For something which really changed my thinking, please see (it’s short and easy to watch)
“How to Get More Women in Tech by Caroline Drucker ”
from the transcript:
“because words are incredibly powerful
they reinforce and reflect societal power structures
words can be as powerful a protest as actions can be
because at the end of the day it’s about power
when people refer to someone who’s an adult woman as a girl
it implies authority on the part the speaker
girl is a diminutive so let’s think about the word boy
boys – notorious boys club – it’s always said with more than a hint of condescension
boys are immature their cannot be trusted
you don’t want an organization filled with boys so
what about girls? well they can’t drive they can join the army they can’t vote
and girls probably shouldn’t but most of all
girls aren’t threatening and appropriating the word girl
for an adult woman just doesn’t really make sense to me at least
because it’s not confronting sexism or inverting any power structures”

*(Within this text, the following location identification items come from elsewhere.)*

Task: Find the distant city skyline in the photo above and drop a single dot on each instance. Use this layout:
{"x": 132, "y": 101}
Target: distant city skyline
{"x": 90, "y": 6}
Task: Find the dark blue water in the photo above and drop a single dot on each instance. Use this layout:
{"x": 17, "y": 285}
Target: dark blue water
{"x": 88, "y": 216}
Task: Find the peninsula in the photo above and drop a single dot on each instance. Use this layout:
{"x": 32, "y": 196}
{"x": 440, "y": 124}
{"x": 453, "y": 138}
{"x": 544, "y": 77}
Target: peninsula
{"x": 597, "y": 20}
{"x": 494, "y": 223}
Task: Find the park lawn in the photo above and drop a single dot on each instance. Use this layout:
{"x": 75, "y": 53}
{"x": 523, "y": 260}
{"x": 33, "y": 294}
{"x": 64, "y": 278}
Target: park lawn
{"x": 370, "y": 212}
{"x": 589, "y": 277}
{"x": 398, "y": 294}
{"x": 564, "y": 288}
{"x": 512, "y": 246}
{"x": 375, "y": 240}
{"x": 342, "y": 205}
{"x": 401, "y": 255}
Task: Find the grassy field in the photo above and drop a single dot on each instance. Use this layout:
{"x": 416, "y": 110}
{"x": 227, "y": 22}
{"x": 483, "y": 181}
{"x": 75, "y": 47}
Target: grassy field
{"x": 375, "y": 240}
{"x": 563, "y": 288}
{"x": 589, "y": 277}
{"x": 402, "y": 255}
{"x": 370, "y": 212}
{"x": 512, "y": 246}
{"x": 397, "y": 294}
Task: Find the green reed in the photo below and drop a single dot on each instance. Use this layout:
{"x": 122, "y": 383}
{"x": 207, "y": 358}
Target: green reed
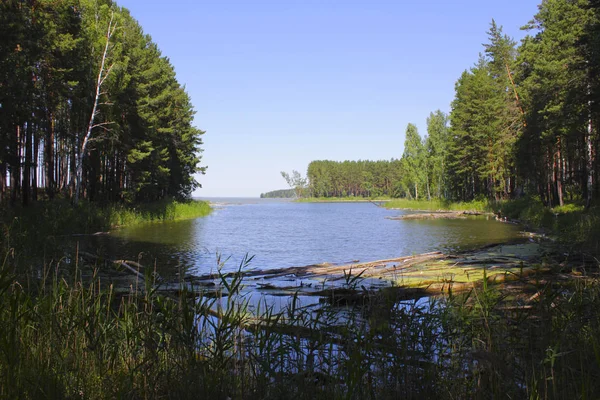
{"x": 66, "y": 334}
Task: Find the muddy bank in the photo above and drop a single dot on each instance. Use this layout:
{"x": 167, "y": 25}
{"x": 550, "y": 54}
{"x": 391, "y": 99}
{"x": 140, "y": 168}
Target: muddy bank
{"x": 441, "y": 215}
{"x": 406, "y": 277}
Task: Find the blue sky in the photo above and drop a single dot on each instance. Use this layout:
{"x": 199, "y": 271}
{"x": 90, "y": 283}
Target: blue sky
{"x": 277, "y": 84}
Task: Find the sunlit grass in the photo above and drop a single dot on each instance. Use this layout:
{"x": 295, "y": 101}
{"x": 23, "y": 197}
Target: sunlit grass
{"x": 347, "y": 199}
{"x": 66, "y": 337}
{"x": 439, "y": 205}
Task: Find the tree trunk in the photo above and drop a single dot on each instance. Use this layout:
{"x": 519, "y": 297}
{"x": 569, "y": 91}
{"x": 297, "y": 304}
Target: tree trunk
{"x": 15, "y": 170}
{"x": 49, "y": 158}
{"x": 589, "y": 165}
{"x": 102, "y": 75}
{"x": 559, "y": 174}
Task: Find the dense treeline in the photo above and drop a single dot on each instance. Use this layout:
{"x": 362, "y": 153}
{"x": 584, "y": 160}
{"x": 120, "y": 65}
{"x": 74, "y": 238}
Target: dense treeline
{"x": 524, "y": 120}
{"x": 352, "y": 178}
{"x": 89, "y": 108}
{"x": 279, "y": 194}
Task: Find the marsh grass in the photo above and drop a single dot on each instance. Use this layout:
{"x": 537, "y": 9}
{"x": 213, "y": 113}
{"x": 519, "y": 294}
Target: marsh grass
{"x": 40, "y": 230}
{"x": 63, "y": 336}
{"x": 440, "y": 205}
{"x": 347, "y": 199}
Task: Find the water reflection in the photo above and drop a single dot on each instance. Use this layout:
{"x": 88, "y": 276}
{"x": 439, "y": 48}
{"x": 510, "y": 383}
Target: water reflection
{"x": 282, "y": 234}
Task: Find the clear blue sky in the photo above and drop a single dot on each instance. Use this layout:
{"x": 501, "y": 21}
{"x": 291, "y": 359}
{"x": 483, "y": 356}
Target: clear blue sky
{"x": 277, "y": 84}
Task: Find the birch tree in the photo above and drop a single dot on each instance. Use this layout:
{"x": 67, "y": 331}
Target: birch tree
{"x": 103, "y": 73}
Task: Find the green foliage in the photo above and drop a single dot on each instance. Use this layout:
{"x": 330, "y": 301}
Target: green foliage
{"x": 143, "y": 145}
{"x": 440, "y": 205}
{"x": 73, "y": 337}
{"x": 349, "y": 179}
{"x": 279, "y": 194}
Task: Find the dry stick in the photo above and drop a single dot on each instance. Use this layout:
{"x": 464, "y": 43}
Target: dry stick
{"x": 122, "y": 263}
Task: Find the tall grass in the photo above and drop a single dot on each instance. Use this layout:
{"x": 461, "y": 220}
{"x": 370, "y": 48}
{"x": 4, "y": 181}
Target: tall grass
{"x": 346, "y": 199}
{"x": 157, "y": 212}
{"x": 66, "y": 337}
{"x": 440, "y": 205}
{"x": 40, "y": 229}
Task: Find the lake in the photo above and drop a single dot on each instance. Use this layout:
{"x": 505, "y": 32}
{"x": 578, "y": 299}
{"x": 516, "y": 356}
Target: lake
{"x": 280, "y": 233}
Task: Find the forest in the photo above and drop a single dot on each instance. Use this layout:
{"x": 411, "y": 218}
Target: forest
{"x": 89, "y": 108}
{"x": 523, "y": 122}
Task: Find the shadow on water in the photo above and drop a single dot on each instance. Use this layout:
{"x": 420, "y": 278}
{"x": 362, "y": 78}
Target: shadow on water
{"x": 285, "y": 234}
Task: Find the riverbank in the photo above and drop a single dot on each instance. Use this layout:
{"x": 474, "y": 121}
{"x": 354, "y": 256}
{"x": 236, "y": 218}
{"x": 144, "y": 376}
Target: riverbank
{"x": 40, "y": 229}
{"x": 68, "y": 337}
{"x": 342, "y": 200}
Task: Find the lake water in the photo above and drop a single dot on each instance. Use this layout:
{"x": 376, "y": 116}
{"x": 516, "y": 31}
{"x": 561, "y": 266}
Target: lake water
{"x": 282, "y": 233}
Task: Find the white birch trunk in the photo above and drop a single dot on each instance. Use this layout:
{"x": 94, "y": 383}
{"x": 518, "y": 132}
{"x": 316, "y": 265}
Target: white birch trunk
{"x": 102, "y": 75}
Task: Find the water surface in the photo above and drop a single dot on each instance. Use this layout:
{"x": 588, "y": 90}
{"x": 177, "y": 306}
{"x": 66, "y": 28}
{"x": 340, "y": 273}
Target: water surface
{"x": 284, "y": 234}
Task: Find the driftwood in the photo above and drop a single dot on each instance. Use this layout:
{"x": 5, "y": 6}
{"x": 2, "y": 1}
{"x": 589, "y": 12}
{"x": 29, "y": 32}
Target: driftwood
{"x": 439, "y": 215}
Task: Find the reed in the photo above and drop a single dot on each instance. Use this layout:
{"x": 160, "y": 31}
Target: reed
{"x": 66, "y": 336}
{"x": 440, "y": 205}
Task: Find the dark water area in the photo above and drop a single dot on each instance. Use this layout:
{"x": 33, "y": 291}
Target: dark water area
{"x": 283, "y": 234}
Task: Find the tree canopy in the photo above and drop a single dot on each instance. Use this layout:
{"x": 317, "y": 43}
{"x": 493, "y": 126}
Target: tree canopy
{"x": 89, "y": 107}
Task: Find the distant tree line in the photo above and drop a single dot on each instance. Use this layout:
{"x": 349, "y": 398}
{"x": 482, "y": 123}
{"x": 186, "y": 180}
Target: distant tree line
{"x": 89, "y": 108}
{"x": 524, "y": 120}
{"x": 352, "y": 178}
{"x": 279, "y": 194}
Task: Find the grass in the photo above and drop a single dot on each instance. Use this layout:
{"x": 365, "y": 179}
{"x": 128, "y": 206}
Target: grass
{"x": 157, "y": 212}
{"x": 347, "y": 199}
{"x": 39, "y": 230}
{"x": 66, "y": 337}
{"x": 439, "y": 205}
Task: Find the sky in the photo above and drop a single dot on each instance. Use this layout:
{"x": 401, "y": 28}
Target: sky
{"x": 278, "y": 84}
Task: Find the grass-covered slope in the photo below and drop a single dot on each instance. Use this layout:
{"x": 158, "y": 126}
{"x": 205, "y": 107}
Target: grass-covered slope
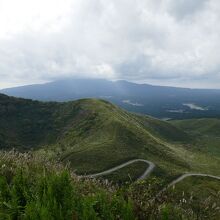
{"x": 33, "y": 187}
{"x": 204, "y": 132}
{"x": 94, "y": 135}
{"x": 91, "y": 134}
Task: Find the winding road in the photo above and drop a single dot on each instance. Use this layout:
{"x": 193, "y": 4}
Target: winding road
{"x": 148, "y": 171}
{"x": 143, "y": 176}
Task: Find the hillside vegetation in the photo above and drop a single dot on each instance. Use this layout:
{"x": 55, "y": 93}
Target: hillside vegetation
{"x": 33, "y": 187}
{"x": 94, "y": 135}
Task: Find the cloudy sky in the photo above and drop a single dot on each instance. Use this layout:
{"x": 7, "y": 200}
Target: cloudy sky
{"x": 165, "y": 42}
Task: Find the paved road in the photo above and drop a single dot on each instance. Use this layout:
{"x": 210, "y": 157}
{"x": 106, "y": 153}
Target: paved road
{"x": 148, "y": 171}
{"x": 144, "y": 175}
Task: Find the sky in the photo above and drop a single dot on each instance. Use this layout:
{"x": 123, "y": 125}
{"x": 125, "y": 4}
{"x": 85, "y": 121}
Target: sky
{"x": 162, "y": 42}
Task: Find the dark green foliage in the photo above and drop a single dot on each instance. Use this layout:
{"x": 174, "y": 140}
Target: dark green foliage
{"x": 48, "y": 191}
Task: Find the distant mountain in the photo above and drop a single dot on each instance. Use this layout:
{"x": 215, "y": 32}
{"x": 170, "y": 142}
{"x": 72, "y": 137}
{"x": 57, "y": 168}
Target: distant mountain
{"x": 91, "y": 134}
{"x": 159, "y": 101}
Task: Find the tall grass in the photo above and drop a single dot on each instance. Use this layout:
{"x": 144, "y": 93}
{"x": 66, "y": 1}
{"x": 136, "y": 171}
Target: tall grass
{"x": 31, "y": 187}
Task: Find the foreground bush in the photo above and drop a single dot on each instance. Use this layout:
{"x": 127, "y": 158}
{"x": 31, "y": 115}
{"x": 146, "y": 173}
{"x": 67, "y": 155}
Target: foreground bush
{"x": 32, "y": 188}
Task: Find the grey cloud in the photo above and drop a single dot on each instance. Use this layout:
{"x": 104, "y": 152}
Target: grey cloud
{"x": 183, "y": 8}
{"x": 122, "y": 39}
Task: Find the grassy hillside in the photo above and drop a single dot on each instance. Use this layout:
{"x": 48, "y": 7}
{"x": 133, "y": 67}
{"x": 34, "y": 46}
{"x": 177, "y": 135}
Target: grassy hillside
{"x": 205, "y": 134}
{"x": 33, "y": 187}
{"x": 94, "y": 135}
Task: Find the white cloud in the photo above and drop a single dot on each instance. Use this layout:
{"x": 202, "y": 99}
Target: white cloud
{"x": 156, "y": 41}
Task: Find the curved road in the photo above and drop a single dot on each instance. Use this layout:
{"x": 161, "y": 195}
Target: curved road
{"x": 144, "y": 175}
{"x": 148, "y": 171}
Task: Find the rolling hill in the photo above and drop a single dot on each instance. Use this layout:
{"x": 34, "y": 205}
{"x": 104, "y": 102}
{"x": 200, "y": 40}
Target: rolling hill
{"x": 93, "y": 135}
{"x": 159, "y": 101}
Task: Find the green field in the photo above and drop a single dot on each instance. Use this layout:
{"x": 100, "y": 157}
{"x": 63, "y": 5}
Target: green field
{"x": 94, "y": 135}
{"x": 90, "y": 136}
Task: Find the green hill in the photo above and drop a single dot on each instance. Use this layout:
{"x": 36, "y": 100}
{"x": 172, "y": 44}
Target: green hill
{"x": 204, "y": 132}
{"x": 93, "y": 135}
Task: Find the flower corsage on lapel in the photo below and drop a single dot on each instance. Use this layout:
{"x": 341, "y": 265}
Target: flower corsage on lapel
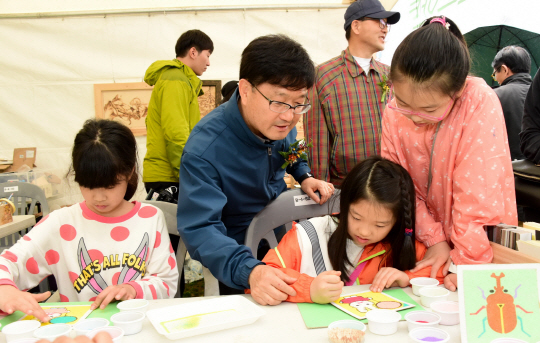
{"x": 297, "y": 150}
{"x": 385, "y": 86}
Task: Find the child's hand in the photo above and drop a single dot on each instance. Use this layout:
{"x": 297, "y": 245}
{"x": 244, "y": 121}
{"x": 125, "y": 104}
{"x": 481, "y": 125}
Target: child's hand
{"x": 389, "y": 277}
{"x": 326, "y": 287}
{"x": 12, "y": 299}
{"x": 450, "y": 282}
{"x": 118, "y": 292}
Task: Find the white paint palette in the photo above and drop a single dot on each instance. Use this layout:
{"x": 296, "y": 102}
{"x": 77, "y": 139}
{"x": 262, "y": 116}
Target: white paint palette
{"x": 200, "y": 317}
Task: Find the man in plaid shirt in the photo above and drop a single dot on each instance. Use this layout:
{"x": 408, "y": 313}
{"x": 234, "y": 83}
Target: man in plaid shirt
{"x": 344, "y": 123}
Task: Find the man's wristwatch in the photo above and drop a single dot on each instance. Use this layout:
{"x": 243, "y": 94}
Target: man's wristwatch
{"x": 303, "y": 177}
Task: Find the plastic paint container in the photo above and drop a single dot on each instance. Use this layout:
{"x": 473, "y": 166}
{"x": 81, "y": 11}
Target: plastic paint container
{"x": 20, "y": 329}
{"x": 117, "y": 334}
{"x": 423, "y": 335}
{"x": 448, "y": 310}
{"x": 429, "y": 295}
{"x": 140, "y": 305}
{"x": 129, "y": 321}
{"x": 421, "y": 282}
{"x": 383, "y": 322}
{"x": 419, "y": 319}
{"x": 335, "y": 335}
{"x": 26, "y": 340}
{"x": 86, "y": 325}
{"x": 52, "y": 331}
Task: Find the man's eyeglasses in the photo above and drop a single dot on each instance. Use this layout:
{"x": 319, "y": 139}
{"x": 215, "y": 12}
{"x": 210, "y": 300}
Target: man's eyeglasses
{"x": 282, "y": 107}
{"x": 382, "y": 23}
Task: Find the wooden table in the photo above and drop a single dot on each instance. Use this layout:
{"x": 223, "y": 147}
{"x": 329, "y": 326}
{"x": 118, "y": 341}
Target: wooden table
{"x": 280, "y": 324}
{"x": 19, "y": 223}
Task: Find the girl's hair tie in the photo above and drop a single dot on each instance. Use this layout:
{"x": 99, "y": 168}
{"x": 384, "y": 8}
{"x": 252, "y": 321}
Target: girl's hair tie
{"x": 441, "y": 21}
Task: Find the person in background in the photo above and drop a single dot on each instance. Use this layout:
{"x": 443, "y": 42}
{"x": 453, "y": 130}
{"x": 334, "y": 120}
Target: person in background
{"x": 231, "y": 167}
{"x": 173, "y": 110}
{"x": 344, "y": 123}
{"x": 447, "y": 129}
{"x": 511, "y": 68}
{"x": 530, "y": 130}
{"x": 228, "y": 90}
{"x": 371, "y": 240}
{"x": 101, "y": 250}
{"x": 172, "y": 113}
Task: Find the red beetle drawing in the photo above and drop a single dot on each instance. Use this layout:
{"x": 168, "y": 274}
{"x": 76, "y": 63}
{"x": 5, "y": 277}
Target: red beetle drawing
{"x": 501, "y": 310}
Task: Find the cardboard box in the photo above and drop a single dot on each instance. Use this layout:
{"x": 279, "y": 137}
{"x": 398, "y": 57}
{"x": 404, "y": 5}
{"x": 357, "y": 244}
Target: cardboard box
{"x": 21, "y": 156}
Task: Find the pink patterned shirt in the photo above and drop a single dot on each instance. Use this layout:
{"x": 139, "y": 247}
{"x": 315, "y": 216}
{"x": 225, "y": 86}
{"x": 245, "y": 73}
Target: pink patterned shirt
{"x": 472, "y": 179}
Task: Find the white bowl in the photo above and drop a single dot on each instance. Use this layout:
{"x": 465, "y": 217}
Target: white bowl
{"x": 429, "y": 295}
{"x": 86, "y": 325}
{"x": 129, "y": 321}
{"x": 383, "y": 322}
{"x": 52, "y": 331}
{"x": 419, "y": 319}
{"x": 20, "y": 329}
{"x": 140, "y": 305}
{"x": 420, "y": 334}
{"x": 448, "y": 310}
{"x": 421, "y": 282}
{"x": 335, "y": 337}
{"x": 116, "y": 333}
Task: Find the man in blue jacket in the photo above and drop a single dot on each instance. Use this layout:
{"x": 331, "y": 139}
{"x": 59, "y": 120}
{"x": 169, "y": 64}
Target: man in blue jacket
{"x": 231, "y": 166}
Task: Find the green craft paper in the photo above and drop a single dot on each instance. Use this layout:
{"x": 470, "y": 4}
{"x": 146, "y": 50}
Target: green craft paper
{"x": 97, "y": 313}
{"x": 320, "y": 316}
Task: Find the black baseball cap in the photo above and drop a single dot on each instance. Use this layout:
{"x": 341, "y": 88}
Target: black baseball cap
{"x": 371, "y": 9}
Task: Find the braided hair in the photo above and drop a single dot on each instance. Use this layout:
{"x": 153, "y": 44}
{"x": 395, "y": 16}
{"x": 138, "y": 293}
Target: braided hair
{"x": 383, "y": 182}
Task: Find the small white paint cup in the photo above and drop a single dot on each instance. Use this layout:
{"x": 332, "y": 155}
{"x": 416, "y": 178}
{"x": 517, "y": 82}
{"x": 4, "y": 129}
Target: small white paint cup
{"x": 21, "y": 329}
{"x": 129, "y": 321}
{"x": 116, "y": 333}
{"x": 421, "y": 282}
{"x": 140, "y": 305}
{"x": 86, "y": 325}
{"x": 52, "y": 331}
{"x": 26, "y": 340}
{"x": 421, "y": 334}
{"x": 383, "y": 322}
{"x": 429, "y": 295}
{"x": 448, "y": 310}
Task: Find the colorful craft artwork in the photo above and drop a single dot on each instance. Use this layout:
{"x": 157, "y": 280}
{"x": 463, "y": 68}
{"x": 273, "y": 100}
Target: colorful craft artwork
{"x": 358, "y": 304}
{"x": 69, "y": 314}
{"x": 499, "y": 301}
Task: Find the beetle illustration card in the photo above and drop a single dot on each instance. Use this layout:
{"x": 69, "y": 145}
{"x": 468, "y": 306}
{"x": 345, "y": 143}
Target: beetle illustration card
{"x": 499, "y": 301}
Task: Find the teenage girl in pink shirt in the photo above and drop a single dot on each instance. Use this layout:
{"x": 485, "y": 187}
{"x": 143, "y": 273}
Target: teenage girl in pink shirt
{"x": 447, "y": 129}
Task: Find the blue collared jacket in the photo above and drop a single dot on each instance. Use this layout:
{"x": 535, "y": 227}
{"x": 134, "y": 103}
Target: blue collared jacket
{"x": 227, "y": 176}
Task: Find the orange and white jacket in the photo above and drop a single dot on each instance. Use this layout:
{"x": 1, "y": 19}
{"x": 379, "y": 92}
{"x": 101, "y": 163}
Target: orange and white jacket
{"x": 295, "y": 256}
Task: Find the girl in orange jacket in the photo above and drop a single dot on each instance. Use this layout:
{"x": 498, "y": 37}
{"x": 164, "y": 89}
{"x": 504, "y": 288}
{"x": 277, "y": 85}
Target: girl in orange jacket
{"x": 371, "y": 240}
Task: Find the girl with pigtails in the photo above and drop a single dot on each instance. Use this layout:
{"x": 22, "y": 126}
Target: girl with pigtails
{"x": 103, "y": 249}
{"x": 447, "y": 129}
{"x": 371, "y": 241}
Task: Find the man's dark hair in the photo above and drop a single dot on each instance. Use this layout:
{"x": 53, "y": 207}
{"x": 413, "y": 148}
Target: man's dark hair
{"x": 277, "y": 60}
{"x": 193, "y": 38}
{"x": 515, "y": 58}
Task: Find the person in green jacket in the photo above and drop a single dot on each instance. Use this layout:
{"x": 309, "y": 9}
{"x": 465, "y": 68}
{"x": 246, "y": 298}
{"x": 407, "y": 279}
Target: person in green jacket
{"x": 173, "y": 110}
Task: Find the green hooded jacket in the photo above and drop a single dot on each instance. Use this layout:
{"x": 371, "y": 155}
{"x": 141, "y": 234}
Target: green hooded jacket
{"x": 172, "y": 113}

“Stop calling women ‘girls’. It’s either patronising or sexually suggestive ”
“As the playwright and commentator Bonnie Greer once put it: “A girl is someone who is not an adult, not a grownup, is not someone who takes responsibility for herself.””
“Calling women “girls” is especially undermining and patronising in the workplace.”
“The flip-side to the term girls, when not used as the patronising verbal equivalent of pinching someone’s cheeks or a pat on the head, is sexual. ”
“Woman, not Girl”
“Why don’t I like being called a girl? Because I’m an adult. I’m not a little kid, or a 15 year old. It can be a weird transition to make when you’re used to “woman” meaning someone 20 years older than you, but you can probably handle it. I personally used “lady” to ease my transition from saying girl to woman, but maybe you’re ready to go cold turkey.”
“But particularly in professional situations, you need to give women the respect of treating them and referring to them as adults. Unless you’re specifically asked to call someone a girl, your default word should be woman.”
“‘Girls? Ladies? Folks?’ Here’s A Visual Guide To What You Should Call That Group Of Individuals.”
” Shawna Hein, 28, a user experience designer from Berkeley, recently expressed annoyance on the list at the widespread use of the word “girls” to describe women long past elementary school age.”
So what do we say? Females? ugh, that’s a bit Star Trek Ferengi. Women? ok, neutral and accurate. Ladies? – maybe that’s a word that has more room for fun and whimsy. Otherwise, for other terms I’m a bit more stuck.
Note: I looked in the thesaurus to find other words and the number of English words for woman with negative connotations is depressing:
a woman in relation to a man/marriage: matron, dowager; wifie; maiden; maid; damsel
in relation to age (youth): lass, lassie; girlie; (old, derogatory): biddy, dame
a thing/animal: chick, filly, bird; piece, bit, mare, baggage; petticoat
derogatory: bint, popsy; besom, frail, bitch; wench
Note: I personally like “dame” but that’s because of a love for 40s noir detective movies. I don’t think it’s an entirely positive term (but it’s not a term of weakness and the women were not necessarily push-overs, either). This is may also be confusing to Brits who have actual Dames (like Knights/Lords). Just a personal aside.
Anyway, thanks for reading this and for all you do. I respect your work and your perspective so I appreciate the chance to offer my thoughts.